William Tucker, sculptor and modern art scholar, was born in Cairo in 1935 but returned to England with his family in 1937. William Tucker studied history at Oxford University between 1955 and 1958, and throughout this period attended life classes at the Ruskin School of Drawing, where his fellow students included R B Kitaj. He went on to study sculpture at the Central and St. Martin’s Schools of Art in London from 1958 to 1960, sharing a studio with fellow student Isaac Witkin, before taking up teaching posts at Goldsmith’s College and St. Martin’s School of Art in 1961.

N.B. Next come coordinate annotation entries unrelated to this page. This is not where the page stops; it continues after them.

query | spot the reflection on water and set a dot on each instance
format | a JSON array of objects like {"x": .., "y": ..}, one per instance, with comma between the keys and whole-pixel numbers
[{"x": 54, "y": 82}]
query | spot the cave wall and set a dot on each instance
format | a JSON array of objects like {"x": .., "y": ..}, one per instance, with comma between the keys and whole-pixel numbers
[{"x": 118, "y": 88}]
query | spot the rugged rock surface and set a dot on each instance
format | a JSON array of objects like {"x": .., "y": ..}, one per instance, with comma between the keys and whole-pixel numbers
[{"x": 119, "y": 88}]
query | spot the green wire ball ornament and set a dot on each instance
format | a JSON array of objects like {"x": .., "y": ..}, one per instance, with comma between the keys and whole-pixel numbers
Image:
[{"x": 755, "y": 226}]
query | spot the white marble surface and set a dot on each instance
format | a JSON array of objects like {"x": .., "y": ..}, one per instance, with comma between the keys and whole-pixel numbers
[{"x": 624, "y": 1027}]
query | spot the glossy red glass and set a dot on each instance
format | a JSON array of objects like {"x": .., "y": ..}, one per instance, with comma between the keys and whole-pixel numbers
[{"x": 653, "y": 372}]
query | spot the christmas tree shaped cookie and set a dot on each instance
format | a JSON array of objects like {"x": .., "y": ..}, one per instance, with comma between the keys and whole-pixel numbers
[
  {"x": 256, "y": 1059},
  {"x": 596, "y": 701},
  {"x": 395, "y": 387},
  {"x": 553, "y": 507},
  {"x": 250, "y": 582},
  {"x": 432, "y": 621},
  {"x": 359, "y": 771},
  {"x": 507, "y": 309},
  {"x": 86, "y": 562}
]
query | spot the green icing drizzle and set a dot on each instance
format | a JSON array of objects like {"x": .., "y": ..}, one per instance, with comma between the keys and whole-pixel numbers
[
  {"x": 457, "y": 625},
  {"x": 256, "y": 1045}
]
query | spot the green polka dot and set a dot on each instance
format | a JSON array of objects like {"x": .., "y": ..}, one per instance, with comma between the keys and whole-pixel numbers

Known as a sculptor, Tucker’s early work was highly experimental, making use of industrial materials such as sheet metal and fibreglass to construct abstract sculptures that are often painted in bright colours. Many of the 1960s works, such as Four Part Sculpture I, consist of several identical geometric elements assembled into abstract configurations, with solid colour used to articulate outline and volume. Different compositions are often created from the same basic units, to create series of works.
The prints/collages that we have for sale, were made in the 1960’s using similar ideas that he used for his sculpture.
William Tucker has lived and worked in the USA since 1976, and has exhibited widely in America, Europe and the UK. His work is represented in major public collections around the world, including the Metropolitan Museum of Modern Art, New York and Tate, London.